In last week’s budget, the government announced measures to increase the NI contributions paid by freelancers earning between £8,164 and £45,000.
However, a letter to MPs from the chancellor has now said this will not happen during the current parliament.
The plans had been branded a “slap in the face” for self-employed theatre workers, who would have faced paying hundreds of pounds more per year.
More than 90% of performers and stage managers, and around a third of offstage staff, are self-employed.
In statement delivered in the House of Commons, Hammond said: “The measures I announced in the budget sought to reflect more fairly the differences in entitlement in the contributions made by the self-employed and addresses the challenge of sustainability of the tax base. The government continues to believe that this is the right approach.
“It is very important both to me and to the prime minister that we are compliant not just with the letter, but also the spirit, of the commitments that were made [in the 2015 election manifesto]. In light of what has emerged as a clear view among colleagues and a significant section of the public, I have decided not to proceed with the Class 4 NIC measures set out in the budget.”
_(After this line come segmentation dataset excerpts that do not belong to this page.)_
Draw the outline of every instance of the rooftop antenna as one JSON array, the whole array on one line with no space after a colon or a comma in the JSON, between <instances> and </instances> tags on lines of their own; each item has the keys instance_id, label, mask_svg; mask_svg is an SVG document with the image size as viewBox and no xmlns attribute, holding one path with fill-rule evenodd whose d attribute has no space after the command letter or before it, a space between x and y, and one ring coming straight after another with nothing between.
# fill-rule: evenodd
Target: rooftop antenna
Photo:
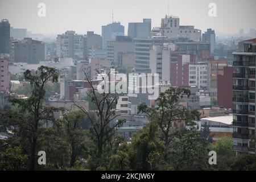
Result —
<instances>
[{"instance_id":1,"label":"rooftop antenna","mask_svg":"<svg viewBox=\"0 0 256 182\"><path fill-rule=\"evenodd\" d=\"M112 23L114 23L114 10L112 9Z\"/></svg>"},{"instance_id":2,"label":"rooftop antenna","mask_svg":"<svg viewBox=\"0 0 256 182\"><path fill-rule=\"evenodd\" d=\"M167 0L167 1L168 1L168 6L167 6L167 14L168 14L168 15L169 16L170 15L170 7L169 7L169 5L170 5L170 2L169 2L169 0Z\"/></svg>"}]
</instances>

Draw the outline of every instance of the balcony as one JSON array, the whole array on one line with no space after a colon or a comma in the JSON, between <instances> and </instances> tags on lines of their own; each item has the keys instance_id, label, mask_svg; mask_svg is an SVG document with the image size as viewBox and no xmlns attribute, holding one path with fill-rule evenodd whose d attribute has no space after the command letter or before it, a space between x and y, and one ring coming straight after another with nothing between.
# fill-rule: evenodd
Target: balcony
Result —
<instances>
[{"instance_id":1,"label":"balcony","mask_svg":"<svg viewBox=\"0 0 256 182\"><path fill-rule=\"evenodd\" d=\"M245 96L243 97L233 97L233 101L237 102L248 102L248 96Z\"/></svg>"},{"instance_id":2,"label":"balcony","mask_svg":"<svg viewBox=\"0 0 256 182\"><path fill-rule=\"evenodd\" d=\"M233 124L233 126L240 126L240 127L248 127L249 126L249 123L247 122L237 121L236 120L233 121L232 124Z\"/></svg>"},{"instance_id":3,"label":"balcony","mask_svg":"<svg viewBox=\"0 0 256 182\"><path fill-rule=\"evenodd\" d=\"M248 147L233 146L233 150L235 151L246 152L248 151Z\"/></svg>"},{"instance_id":4,"label":"balcony","mask_svg":"<svg viewBox=\"0 0 256 182\"><path fill-rule=\"evenodd\" d=\"M234 132L233 133L233 138L240 138L240 139L248 139L249 135L248 134L242 134L241 133L237 133Z\"/></svg>"},{"instance_id":5,"label":"balcony","mask_svg":"<svg viewBox=\"0 0 256 182\"><path fill-rule=\"evenodd\" d=\"M248 78L248 74L246 74L244 73L233 73L233 78Z\"/></svg>"},{"instance_id":6,"label":"balcony","mask_svg":"<svg viewBox=\"0 0 256 182\"><path fill-rule=\"evenodd\" d=\"M238 109L233 109L233 114L248 114L248 110L238 110Z\"/></svg>"},{"instance_id":7,"label":"balcony","mask_svg":"<svg viewBox=\"0 0 256 182\"><path fill-rule=\"evenodd\" d=\"M233 85L233 89L238 90L249 90L249 86L242 85Z\"/></svg>"},{"instance_id":8,"label":"balcony","mask_svg":"<svg viewBox=\"0 0 256 182\"><path fill-rule=\"evenodd\" d=\"M233 66L249 66L249 61L233 61Z\"/></svg>"}]
</instances>

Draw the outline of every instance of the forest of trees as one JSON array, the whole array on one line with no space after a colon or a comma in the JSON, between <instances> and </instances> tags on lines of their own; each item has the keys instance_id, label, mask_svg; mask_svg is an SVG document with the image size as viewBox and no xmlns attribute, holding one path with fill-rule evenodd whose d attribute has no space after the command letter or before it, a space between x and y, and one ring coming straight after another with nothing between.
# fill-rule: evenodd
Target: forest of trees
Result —
<instances>
[{"instance_id":1,"label":"forest of trees","mask_svg":"<svg viewBox=\"0 0 256 182\"><path fill-rule=\"evenodd\" d=\"M180 97L189 96L188 89L170 88L160 94L156 106L139 105L138 113L150 122L127 143L115 132L125 122L114 122L118 96L97 93L87 77L92 89L86 100L93 111L79 106L71 113L47 106L46 85L57 83L58 76L54 68L43 66L36 74L24 73L30 96L9 98L11 109L0 113L0 131L11 133L0 140L0 170L256 169L254 155L236 157L230 137L213 143L207 128L199 131L195 126L198 111L177 106ZM56 111L63 117L55 119ZM212 150L217 153L216 165L208 163ZM46 165L38 163L40 151L46 152Z\"/></svg>"}]
</instances>

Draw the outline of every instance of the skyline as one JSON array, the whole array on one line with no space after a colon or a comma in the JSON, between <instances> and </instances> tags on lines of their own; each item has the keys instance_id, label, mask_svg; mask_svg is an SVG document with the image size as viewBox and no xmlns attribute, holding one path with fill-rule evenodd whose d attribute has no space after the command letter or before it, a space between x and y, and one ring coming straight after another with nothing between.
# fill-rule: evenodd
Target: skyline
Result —
<instances>
[{"instance_id":1,"label":"skyline","mask_svg":"<svg viewBox=\"0 0 256 182\"><path fill-rule=\"evenodd\" d=\"M230 34L238 34L239 30L243 28L245 33L247 33L250 28L256 28L256 22L253 19L253 17L256 16L256 12L253 11L256 1L246 1L245 3L241 0L225 2L197 0L195 3L188 0L182 2L170 0L169 12L170 15L180 18L181 25L195 26L196 28L201 30L202 32L210 28L216 32ZM38 5L41 2L46 5L46 17L38 15L39 10ZM208 5L211 2L217 5L216 17L208 15L210 9ZM184 3L187 6L184 6ZM89 2L81 0L72 2L2 0L0 5L1 19L7 19L11 26L27 28L33 33L45 34L63 34L67 30L74 30L78 34L94 31L96 34L101 35L101 26L112 22L113 10L114 21L119 22L125 26L125 34L127 35L129 22L142 22L143 18L151 18L152 27L159 27L161 19L168 11L167 0L147 2L147 4L144 1L135 0L129 2L113 0L110 2L101 0ZM66 13L67 10L69 10L69 13ZM98 15L100 14L106 15ZM92 19L92 17L94 18ZM31 20L27 20L28 19ZM246 20L243 20L245 19ZM232 23L234 20L239 23Z\"/></svg>"}]
</instances>

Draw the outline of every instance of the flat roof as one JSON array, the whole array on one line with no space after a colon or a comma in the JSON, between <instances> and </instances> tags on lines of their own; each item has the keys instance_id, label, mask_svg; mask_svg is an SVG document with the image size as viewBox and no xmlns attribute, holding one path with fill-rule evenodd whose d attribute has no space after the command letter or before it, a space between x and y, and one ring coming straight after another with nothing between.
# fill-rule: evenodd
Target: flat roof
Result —
<instances>
[{"instance_id":1,"label":"flat roof","mask_svg":"<svg viewBox=\"0 0 256 182\"><path fill-rule=\"evenodd\" d=\"M233 122L233 114L216 117L203 118L201 118L201 120L208 120L210 121L218 122L227 125L232 125Z\"/></svg>"}]
</instances>

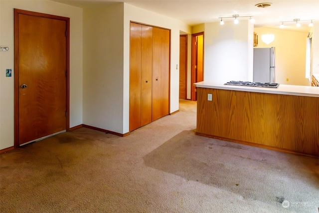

Hammond went on to say that the government would be proceeding with the abolition of Class 2 contributions, as announced last year.
The move has been welcomed by the Critics’ Circle, which represents 500 professional critics in the UK.
Its president, Anna Smith, said: “With full-time jobs for critics at an all-time low, the vast majority of our members are freelance and therefore self-employed. We have no sick pay, no benefits, no job security and work increasingly long hours.”
Despite turning its back on the national insurance proposals, the government will continue to proceed with the Making Tax Digital plans, which were first announced last year and see significant changes to the way self-employed workers submit tax returns.
Smith added: “An even greater obstacle is looming in plans to force the self-employed to file tax returns four times a year. This administrative burden, coupled with accountancy fees, poses a very real threat to the careers of many of the nation’s finest critics across all our section.”